|
When the city of Cupertino wanted to swap land with the Odd Fellows back in 1958, the group, which had been headquartered at the Crossroads since 1899, wanted to stay in the same city in which it was founded. The city's solution? To carve out a patch of land on the city's northern border, which was incorporated into Cupertino just for the Odd Fellows.
"We're surrounded on nearly all sides by Sunnyvale," says Robert Heslop, district deputy grandmaster for the Independent Order of Odd Fellows, a group that traces its origins back to 18th century England. Middle class citizens there who dared to help their less fortunate brethren in the fields were uncommon, and therefore, odd. This tradition of community service continued through the founding of the Odd Fellowship in Baltimore in 1819. And in Cupertino, that tradition is apparently historical enough to dictate city limits.
In addition to helping out in the community and serving as a long-standing institution—its mailing address is the sixth post office box in the city—Cupertino Odd Fellow Lodge No. 70 is also helping prepare boys in the area for leadership roles and public speaking.

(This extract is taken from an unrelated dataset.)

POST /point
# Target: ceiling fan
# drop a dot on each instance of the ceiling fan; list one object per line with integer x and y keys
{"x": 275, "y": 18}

At a Sept. 20 general interest meeting, the lodge will recruit new members for the recently reactivated King's Men Junior Odd Fellow Lodge, becoming the only lodge in its five-lodge district to host the program.
"It teaches the boys leadership. The Junior Lodge meetings are very formal, and the boys have to do these themselves," says Don Lang, a member of the Cupertino lodge who is a past grandmaster for the Grand Lodge of California. The program accepts boys between the ages of 8 and 18, and the group meets every two weeks. Activities range from recreation with fellow members to pitching in with the larger lodge's activities to traveling throughout the state to meet with other Junior Odd Fellows, which often involves youngsters from each lodge speaking in front of receptions of several hundred people.
"I've already noticed a change in my son," says Robert Heslop, district deputy grandmaster and an adviser along with Lang for the boys' group. "Adults are there, but kids are running the whole thing. He's finding it a lot easier to speak now."
The Junior Odd Fellow program was on hiatus for a few years, after a large number of former participants graduated from high school with few younger members ready to take their places. Cupertino became the host lodge for the district, which includes groups in Campbell and Saratoga, because interested advisers, like Heslop, lived close by.
Theta Rho, the girls' version of the King's Men Junior Odd Fellow Lodge, meets at the Odd Fellows' Santa Clara location. Dues are about $7 a year, which Heslop compares to the thousands of dollars that other extracurricular activities can require.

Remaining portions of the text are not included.